Concrètement, c’est donc une réduction importante de l’engagement de l’Etat pour la formation professionnelle alors même que la ressource, basée sur les masses salariales annuelles brutes, n’évolue pas de manière aussi significative.
La politique de France Compétences évolue par ailleurs en limitant en montant l’accès du CPF pour les formations inscrites au RS.
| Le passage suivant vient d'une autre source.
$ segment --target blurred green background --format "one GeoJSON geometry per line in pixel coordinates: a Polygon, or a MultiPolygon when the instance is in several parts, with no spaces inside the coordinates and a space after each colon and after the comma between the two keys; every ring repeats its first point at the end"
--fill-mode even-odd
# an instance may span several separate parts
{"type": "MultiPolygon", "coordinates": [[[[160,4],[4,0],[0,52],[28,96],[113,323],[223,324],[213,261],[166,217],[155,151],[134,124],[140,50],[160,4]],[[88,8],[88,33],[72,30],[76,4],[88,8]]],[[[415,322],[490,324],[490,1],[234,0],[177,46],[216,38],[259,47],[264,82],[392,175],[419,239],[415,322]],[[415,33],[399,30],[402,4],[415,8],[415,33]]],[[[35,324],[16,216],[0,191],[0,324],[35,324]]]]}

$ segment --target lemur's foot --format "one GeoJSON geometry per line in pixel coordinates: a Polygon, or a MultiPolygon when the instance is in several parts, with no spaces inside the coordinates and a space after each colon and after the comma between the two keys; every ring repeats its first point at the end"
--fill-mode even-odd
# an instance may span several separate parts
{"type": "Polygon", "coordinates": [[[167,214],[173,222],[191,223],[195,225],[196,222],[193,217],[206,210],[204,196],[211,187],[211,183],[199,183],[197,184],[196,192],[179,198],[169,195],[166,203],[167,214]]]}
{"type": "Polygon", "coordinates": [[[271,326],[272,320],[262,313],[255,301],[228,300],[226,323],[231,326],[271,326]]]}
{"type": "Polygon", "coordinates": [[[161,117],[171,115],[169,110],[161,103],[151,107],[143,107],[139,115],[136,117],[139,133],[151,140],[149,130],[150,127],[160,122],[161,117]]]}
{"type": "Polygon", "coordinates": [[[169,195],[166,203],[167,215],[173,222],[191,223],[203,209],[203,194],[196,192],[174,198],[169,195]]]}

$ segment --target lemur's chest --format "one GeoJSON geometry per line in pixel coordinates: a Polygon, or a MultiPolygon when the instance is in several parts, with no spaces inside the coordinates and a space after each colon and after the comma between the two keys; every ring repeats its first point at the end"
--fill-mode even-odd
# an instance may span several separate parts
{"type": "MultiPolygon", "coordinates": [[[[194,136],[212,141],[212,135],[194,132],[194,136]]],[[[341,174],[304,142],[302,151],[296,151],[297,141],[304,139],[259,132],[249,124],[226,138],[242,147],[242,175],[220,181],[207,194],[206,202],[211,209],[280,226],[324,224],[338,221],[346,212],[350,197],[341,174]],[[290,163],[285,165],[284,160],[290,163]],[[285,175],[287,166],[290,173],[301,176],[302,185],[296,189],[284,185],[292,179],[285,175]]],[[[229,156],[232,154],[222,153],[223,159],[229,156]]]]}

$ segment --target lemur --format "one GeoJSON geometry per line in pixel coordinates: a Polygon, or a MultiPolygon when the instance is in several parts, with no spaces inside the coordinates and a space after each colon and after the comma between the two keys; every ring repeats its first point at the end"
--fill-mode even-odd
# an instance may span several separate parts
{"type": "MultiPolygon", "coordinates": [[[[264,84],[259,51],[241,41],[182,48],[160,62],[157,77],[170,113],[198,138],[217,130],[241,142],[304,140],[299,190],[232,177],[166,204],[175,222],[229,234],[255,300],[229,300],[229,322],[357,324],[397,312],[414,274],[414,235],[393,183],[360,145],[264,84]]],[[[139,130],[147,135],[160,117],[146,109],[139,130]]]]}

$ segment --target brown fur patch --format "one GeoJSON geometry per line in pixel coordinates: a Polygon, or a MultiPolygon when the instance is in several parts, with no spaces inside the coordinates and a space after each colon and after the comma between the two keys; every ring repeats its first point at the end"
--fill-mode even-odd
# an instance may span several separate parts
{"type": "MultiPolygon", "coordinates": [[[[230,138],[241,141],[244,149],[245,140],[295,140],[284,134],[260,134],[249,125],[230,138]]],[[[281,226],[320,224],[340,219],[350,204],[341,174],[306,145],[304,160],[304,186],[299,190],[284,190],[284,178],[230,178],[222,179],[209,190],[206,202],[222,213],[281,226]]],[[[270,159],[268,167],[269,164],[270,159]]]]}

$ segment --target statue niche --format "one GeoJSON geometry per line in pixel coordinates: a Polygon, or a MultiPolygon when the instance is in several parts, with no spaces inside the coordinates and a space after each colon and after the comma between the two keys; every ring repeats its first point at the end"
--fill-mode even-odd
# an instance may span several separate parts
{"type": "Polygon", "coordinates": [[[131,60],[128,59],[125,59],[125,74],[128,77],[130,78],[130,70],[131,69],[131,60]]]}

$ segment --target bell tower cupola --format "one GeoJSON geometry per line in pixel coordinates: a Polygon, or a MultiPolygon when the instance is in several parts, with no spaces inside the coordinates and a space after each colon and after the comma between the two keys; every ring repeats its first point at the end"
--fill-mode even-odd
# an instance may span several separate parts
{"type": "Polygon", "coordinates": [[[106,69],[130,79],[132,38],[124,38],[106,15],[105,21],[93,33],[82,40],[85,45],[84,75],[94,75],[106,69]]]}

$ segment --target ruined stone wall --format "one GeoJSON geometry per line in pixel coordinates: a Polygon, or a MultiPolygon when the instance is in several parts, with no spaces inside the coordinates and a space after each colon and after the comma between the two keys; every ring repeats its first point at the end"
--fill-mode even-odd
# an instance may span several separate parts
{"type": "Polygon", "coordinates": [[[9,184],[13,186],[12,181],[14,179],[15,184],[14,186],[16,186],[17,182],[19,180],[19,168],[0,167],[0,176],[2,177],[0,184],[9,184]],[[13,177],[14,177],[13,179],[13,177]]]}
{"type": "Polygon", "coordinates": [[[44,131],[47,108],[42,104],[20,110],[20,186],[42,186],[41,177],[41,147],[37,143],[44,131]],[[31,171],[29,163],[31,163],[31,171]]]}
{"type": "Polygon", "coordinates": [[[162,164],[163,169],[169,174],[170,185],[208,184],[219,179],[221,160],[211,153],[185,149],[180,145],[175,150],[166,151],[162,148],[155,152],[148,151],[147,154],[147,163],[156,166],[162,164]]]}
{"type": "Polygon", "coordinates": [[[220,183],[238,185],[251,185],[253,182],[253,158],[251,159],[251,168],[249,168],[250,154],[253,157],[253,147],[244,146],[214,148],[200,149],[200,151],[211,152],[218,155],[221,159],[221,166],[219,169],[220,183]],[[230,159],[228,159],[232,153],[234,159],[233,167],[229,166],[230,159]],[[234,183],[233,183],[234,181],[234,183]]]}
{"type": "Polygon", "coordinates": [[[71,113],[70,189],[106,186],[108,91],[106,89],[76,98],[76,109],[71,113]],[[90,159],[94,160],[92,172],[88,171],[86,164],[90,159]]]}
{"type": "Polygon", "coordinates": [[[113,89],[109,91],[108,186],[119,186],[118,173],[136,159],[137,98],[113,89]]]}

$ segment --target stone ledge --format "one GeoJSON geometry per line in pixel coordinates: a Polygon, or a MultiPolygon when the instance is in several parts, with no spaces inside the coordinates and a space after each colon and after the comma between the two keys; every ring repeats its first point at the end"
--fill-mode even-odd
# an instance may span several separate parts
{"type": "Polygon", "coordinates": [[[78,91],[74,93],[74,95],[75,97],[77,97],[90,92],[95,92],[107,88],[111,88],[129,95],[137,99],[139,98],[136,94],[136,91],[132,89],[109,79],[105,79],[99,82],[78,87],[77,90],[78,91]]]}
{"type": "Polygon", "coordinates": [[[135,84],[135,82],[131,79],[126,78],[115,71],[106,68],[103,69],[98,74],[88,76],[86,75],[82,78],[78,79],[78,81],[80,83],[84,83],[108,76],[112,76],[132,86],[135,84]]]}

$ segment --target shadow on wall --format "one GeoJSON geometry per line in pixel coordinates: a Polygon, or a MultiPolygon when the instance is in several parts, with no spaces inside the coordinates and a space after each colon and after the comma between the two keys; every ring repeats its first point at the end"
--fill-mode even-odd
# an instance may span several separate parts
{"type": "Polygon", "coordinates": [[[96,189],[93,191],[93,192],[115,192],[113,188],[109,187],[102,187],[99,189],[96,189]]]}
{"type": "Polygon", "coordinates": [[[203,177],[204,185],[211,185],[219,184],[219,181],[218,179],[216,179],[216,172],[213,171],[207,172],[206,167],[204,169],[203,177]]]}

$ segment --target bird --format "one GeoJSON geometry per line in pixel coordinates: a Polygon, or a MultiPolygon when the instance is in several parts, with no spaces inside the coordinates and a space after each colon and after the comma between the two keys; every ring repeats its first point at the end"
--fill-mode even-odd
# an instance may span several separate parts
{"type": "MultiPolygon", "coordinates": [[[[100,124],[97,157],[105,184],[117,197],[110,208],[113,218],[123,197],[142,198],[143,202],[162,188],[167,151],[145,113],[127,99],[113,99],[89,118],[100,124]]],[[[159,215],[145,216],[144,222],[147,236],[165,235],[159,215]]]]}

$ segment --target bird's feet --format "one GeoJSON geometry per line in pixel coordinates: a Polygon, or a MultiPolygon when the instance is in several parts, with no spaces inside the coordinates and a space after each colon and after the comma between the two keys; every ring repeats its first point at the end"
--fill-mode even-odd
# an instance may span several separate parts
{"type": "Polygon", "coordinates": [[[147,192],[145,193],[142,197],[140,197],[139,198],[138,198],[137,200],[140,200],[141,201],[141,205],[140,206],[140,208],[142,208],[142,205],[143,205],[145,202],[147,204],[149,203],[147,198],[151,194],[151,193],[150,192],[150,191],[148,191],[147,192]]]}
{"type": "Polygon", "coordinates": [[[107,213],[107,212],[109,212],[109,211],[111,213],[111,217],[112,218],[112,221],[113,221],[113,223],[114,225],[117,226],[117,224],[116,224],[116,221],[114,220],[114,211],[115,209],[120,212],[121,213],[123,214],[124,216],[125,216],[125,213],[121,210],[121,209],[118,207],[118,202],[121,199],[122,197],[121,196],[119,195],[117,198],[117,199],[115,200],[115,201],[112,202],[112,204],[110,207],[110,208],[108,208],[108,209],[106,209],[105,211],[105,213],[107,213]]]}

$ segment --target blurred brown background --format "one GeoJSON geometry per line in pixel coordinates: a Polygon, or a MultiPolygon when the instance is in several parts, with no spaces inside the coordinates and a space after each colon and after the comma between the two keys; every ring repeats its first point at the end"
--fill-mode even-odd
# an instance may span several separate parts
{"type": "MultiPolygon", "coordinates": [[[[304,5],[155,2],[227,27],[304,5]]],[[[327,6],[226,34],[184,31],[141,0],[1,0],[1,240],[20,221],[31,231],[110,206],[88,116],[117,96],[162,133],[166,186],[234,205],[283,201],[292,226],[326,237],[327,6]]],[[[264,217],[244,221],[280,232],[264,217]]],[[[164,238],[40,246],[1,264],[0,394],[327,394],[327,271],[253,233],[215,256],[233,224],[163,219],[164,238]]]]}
Commentaires Adelson Conseil Formation :
- Dans un contexte de forte contrainte budgétaire, on peut comprendre que l’Etat resserre les cordons de la bourse. Mais on peut y voir une forme d’impôt déguisé. Car, après tout, les contributions des entreprises (CUFPA) ne devraient en principe que financer la formation. Les réformes de 2014 puis 2018 permettent ces transferts de financements, impossibles avant 2014. On ne s’étonnera donc pas qu’au sein de France Compétences, tous les membres du collège électoral, hors Etat, s’y soient opposés. Mais la constitution de ce collège, comme la distribution des voix, permettent ce passage en force.
- France Compétences oriente très clairement l’utilisation du CPF vers les formations inscrites au RNCP, c’est-à-dire permettant l’apprentissage d’un métier. La réforme de 2018 portait en sous-titre « vers une société de compétences ». Le RS, qui permet d’acquérir des compétences transverses ou complémentaires allait justement dans ce sens. Le financement par le CPF du RNCP peut être lu en creux comme la volonté de pallier l’incapacité des outils de la formation initiale à donner un métier aux jeunes qui en sortent. Et en gros d’utiliser les ressources de la formation professionnelle, cotisation des actifs, pour compenser l’inadaptation d’une obligation de l’Etat. Triste aveu…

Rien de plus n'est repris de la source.